Knotts tried again and again and again; he would find some success only to have it taken away. Yet, despite repeatedly being knocked down, Knotts ended up as one of the most—at his time and perhaps beyond his time—well-known and beloved characters/actors on television. What people didn’t know is how his fears never left him even with his success. Those fears manifested in physical and mental sicknesses. Until he died in 2006, he worked at what made him both supremely happy and completely and utterly anxiety-ridden terrified.
Now, more than back in the “olden days” of television when actors were more “protected” from public scrutiny, we’ve heard/seen this story played out many times by those who make it big and grin at us from screens or social media, or glossy covers in the grocery checkout (where print magazines lie sad, waiting to be taken to their forever home), where that grin often hides the trembles and the addiction and the fears that it’ll all be taken away from them (and sometimes it is).
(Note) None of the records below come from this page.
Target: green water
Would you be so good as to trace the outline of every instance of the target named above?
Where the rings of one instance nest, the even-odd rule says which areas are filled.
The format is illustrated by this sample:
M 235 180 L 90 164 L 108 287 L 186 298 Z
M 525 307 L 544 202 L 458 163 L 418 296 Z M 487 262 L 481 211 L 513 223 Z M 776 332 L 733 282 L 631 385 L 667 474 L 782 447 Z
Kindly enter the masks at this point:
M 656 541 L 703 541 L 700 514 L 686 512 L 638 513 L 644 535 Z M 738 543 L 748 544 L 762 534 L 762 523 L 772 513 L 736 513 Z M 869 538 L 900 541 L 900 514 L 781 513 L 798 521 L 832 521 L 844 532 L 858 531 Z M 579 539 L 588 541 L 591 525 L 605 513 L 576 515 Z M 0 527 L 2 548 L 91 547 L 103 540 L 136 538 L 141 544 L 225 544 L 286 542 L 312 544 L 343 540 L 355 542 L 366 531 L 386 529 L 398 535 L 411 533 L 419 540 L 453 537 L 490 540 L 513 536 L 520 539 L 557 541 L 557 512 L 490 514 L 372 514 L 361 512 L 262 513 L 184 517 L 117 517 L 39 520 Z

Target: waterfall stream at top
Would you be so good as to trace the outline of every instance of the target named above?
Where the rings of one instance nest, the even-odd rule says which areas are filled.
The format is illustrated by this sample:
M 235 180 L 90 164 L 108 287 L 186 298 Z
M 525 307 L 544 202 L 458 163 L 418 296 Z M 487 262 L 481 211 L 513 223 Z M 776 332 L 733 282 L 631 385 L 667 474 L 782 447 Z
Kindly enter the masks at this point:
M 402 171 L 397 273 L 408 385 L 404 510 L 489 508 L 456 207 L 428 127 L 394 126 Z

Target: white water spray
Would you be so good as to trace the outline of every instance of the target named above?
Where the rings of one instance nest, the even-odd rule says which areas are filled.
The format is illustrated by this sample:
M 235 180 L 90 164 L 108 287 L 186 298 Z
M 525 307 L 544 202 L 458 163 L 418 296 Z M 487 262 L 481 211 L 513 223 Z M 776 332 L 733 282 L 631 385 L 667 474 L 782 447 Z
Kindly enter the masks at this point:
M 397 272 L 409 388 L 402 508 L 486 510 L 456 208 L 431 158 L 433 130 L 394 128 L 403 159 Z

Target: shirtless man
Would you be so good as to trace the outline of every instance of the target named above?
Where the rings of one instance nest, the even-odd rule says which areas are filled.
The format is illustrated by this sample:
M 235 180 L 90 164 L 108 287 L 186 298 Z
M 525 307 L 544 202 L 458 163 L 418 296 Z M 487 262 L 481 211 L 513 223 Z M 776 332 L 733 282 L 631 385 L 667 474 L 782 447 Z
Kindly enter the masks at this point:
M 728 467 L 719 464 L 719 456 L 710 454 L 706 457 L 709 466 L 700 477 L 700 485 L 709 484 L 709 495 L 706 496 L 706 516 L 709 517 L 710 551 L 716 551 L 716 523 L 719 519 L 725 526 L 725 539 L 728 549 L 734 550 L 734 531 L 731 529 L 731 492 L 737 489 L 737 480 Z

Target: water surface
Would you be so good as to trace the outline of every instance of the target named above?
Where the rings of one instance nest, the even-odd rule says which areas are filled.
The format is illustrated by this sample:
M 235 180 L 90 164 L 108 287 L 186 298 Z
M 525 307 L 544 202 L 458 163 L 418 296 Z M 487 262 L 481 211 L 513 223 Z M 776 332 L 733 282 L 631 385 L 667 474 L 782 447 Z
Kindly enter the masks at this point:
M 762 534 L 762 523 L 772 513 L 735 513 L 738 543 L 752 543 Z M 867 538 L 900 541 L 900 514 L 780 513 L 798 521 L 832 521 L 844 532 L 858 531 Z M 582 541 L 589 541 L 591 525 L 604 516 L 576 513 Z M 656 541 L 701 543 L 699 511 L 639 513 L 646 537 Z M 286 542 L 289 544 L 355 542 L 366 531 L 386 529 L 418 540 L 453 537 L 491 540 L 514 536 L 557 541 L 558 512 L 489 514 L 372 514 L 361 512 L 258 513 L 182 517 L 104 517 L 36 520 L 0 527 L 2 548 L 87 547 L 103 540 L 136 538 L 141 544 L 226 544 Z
I have often heard that fear-monster tap tap tap at my window. I can open the window and face it head on—sometimes in facing the monster it runs away, a big silly bully. Other times, the fear-monster roars at me, its sour breath rushing up against me as it tries to repel me and keep me cowed. And then there are the times I open that window and what seemed huge and scary was nothing more than a tiny branch scratching against the window, after all.
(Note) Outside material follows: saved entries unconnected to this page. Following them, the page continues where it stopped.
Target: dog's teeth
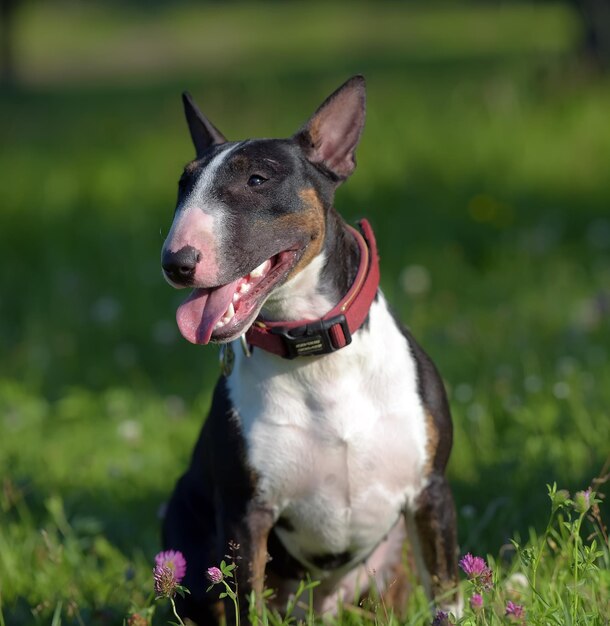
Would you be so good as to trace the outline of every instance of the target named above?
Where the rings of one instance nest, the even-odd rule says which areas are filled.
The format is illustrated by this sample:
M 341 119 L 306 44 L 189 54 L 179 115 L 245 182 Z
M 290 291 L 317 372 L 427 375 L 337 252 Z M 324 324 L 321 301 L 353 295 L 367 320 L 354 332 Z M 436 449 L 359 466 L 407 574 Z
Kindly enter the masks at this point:
M 268 265 L 269 265 L 268 260 L 265 261 L 264 263 L 261 263 L 258 267 L 256 267 L 250 272 L 250 278 L 260 278 L 266 272 Z
M 218 320 L 218 322 L 216 322 L 216 326 L 214 326 L 214 328 L 222 328 L 233 319 L 234 315 L 235 315 L 235 307 L 233 306 L 233 303 L 231 302 L 231 304 L 229 304 L 229 308 L 225 311 L 225 314 Z
M 239 293 L 237 293 L 237 291 L 233 294 L 233 304 L 237 304 L 237 301 L 239 300 Z
M 250 285 L 248 285 L 248 283 L 243 282 L 240 286 L 239 286 L 239 293 L 248 293 L 248 291 L 250 291 Z

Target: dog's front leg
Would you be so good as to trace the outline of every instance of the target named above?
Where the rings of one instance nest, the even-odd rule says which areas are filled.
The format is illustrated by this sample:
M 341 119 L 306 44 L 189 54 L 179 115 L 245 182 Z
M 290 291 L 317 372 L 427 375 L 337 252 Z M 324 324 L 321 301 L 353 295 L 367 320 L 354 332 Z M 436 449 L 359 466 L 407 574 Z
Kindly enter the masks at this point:
M 405 513 L 414 556 L 426 593 L 456 617 L 462 613 L 457 589 L 455 505 L 446 478 L 433 474 L 413 510 Z
M 259 504 L 251 504 L 245 517 L 230 528 L 230 537 L 236 556 L 234 570 L 239 602 L 240 622 L 247 623 L 251 592 L 254 591 L 256 607 L 260 612 L 265 567 L 267 565 L 267 539 L 273 527 L 273 512 Z M 225 601 L 227 624 L 235 622 L 235 608 Z

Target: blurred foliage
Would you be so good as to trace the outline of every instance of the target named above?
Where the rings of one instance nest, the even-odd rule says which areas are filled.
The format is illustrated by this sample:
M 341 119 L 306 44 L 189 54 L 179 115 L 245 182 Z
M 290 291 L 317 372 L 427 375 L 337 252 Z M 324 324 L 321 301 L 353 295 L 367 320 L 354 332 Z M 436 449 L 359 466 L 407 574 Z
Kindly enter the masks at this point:
M 587 486 L 610 441 L 610 83 L 575 69 L 578 38 L 554 3 L 24 4 L 0 95 L 8 623 L 58 602 L 120 623 L 207 410 L 217 350 L 179 337 L 159 267 L 185 88 L 230 138 L 288 136 L 364 73 L 337 207 L 370 218 L 446 379 L 462 551 L 539 528 L 546 482 Z

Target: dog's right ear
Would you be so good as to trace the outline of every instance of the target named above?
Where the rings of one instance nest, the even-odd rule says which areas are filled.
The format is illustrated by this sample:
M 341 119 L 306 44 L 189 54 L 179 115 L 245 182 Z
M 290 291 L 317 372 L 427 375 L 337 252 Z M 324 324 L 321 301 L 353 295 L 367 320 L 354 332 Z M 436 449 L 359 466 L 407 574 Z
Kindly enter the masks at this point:
M 211 146 L 225 143 L 227 141 L 224 138 L 224 135 L 199 110 L 199 107 L 195 104 L 188 91 L 185 91 L 182 94 L 182 102 L 184 103 L 186 123 L 189 126 L 191 139 L 195 145 L 197 158 L 200 158 L 201 155 Z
As writers, or poets, or musicians, dancers, business owners, baristas, waiters, accountants, as Humans, we struggle with putting ourselves out there. When we show our face to the world through our work, others have a glimpse into something deeply personal. We reveal hidden truths about who we are, our experiences; we place our guts on a plate and wait for the monster to devour.
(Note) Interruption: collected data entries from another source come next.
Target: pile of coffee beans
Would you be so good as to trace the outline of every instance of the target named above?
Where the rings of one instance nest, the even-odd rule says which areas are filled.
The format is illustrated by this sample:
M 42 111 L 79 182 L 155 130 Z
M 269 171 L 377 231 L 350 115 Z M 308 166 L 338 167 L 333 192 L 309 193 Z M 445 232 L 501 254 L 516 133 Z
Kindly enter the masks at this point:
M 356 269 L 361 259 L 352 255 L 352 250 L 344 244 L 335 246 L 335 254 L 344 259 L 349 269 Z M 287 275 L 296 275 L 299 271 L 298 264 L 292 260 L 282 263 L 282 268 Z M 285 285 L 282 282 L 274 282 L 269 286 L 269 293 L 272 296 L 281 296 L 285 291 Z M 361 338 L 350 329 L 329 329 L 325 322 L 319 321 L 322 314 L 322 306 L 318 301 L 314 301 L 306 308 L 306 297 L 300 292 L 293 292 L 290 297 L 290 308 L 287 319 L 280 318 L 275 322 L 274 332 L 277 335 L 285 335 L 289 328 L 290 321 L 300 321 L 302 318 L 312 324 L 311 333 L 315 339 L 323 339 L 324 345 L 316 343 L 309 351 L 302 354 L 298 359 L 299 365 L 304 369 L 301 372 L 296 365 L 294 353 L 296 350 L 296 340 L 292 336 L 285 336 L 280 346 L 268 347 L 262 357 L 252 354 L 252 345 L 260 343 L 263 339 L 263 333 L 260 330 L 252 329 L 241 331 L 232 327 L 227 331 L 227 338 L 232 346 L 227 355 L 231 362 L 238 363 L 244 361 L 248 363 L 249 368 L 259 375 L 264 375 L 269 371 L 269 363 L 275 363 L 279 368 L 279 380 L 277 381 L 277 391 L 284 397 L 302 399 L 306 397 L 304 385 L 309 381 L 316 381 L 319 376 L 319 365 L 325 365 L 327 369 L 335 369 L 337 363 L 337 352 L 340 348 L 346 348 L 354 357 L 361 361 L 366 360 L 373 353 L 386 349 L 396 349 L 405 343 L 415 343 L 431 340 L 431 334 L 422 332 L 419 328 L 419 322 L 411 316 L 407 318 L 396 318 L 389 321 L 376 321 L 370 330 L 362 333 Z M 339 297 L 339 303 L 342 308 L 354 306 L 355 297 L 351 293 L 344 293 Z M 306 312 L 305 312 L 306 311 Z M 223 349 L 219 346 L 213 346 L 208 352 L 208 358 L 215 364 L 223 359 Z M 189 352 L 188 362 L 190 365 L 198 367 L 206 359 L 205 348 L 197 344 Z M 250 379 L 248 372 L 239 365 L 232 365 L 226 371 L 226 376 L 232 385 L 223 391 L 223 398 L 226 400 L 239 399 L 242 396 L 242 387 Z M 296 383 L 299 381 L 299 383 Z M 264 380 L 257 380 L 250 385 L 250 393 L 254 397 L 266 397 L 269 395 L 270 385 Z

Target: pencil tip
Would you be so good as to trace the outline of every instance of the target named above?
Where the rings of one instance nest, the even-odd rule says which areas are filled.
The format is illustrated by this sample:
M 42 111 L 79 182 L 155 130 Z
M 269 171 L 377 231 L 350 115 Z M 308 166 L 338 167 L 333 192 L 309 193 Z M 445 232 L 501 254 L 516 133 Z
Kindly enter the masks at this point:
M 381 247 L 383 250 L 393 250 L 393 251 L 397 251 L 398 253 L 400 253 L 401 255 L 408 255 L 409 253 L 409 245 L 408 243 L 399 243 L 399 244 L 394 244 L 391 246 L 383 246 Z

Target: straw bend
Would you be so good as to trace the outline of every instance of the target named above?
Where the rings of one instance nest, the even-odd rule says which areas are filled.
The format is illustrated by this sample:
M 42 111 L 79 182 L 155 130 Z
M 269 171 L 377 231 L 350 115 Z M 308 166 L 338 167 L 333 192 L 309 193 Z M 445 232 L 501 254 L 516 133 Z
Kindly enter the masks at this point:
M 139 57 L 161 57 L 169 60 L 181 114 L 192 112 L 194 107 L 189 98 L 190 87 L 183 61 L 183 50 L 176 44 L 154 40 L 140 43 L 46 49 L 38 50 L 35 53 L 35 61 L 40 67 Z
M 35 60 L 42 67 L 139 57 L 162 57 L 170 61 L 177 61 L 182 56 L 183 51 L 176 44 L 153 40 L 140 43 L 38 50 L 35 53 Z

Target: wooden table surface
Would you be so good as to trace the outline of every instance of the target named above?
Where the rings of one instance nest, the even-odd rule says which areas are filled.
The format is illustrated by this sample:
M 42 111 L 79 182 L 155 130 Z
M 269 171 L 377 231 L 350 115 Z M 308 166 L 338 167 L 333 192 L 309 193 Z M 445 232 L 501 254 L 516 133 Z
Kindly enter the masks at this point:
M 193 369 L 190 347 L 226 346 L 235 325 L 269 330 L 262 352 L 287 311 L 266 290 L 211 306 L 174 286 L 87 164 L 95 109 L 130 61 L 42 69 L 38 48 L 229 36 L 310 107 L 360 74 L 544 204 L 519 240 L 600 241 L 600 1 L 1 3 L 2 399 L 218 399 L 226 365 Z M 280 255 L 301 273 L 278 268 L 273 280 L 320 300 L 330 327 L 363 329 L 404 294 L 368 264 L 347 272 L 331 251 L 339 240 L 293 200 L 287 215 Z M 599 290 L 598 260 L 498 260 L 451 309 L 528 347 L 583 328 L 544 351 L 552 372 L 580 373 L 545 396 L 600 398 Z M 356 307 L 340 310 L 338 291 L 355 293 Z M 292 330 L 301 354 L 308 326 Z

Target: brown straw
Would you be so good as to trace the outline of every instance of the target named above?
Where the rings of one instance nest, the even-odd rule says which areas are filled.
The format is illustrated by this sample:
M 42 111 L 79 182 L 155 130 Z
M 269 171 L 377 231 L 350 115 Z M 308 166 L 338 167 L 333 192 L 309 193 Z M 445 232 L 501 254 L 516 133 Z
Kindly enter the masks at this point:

How vulnerable it is to have your work out into the winds, scattered here there and yonder, to have people judge it (and many times in a public way) and thus judge you. But despite that, we do it again, and again, and again, don’t we? We work hard and hope for the best. Open the window and face the monster every time we create something and then send it out into the big wide ol’ world. Right?
If we create (or do anything else) in a sealed vacuum, we are not Living, we are only Being. We are not experiencing life but letting it pass by our window as we furtively watch, peeking out from beneath our covers.
With each novel, story, essay, poem, memoir, or whatever it is that we do, we set ourselves up for someone somewhere to dislike our work and perhaps even to ream us in a public way. Well, you know, who gives them Power over us? Who gives them permission to make us feel like shit? Um, y’all, guess what? We do. We create the monster at the window. Folks, most times the people who do not like our stuff forget about us shortly after they decide we aren’t their cup o’ tea and they go on to the next thing. But do we forget about them? Nope. We keep them close to us so we have an excuse for not taking action because gosh darn it don’t we just suck! Well, that’s a bit o’ the bullcrapadoodle-doo-doo, don’t you think? I mean, do you like everything you read or listen to or eat or watch on TV or experience out there in the world? Of course not.
Open the window—is it a full-on scary monster? Or a little twig swaying in the wind? In that moment before discovery of monster or twig, I hold my breath, lift the window, lean forward, and wait for what will come knowing I am strong enough and good enough and powerful enough. I can apply the same kickass attitude I have with other areas of my life to my angsty creative life, where at my age I don’t give a ratty tat tat what other’s may think about me, where I know I am not the center of everyone’s attention whether good or critical, where most people don’t even know who the hell I am and that renders my “everyone thinks I suck” fears rather silly and fruitless, where on down the ol’ road I won’t remember or care one bit of nuttin’ because I’ll either be too damned old or I’ll be dead. Rather freeing, yes?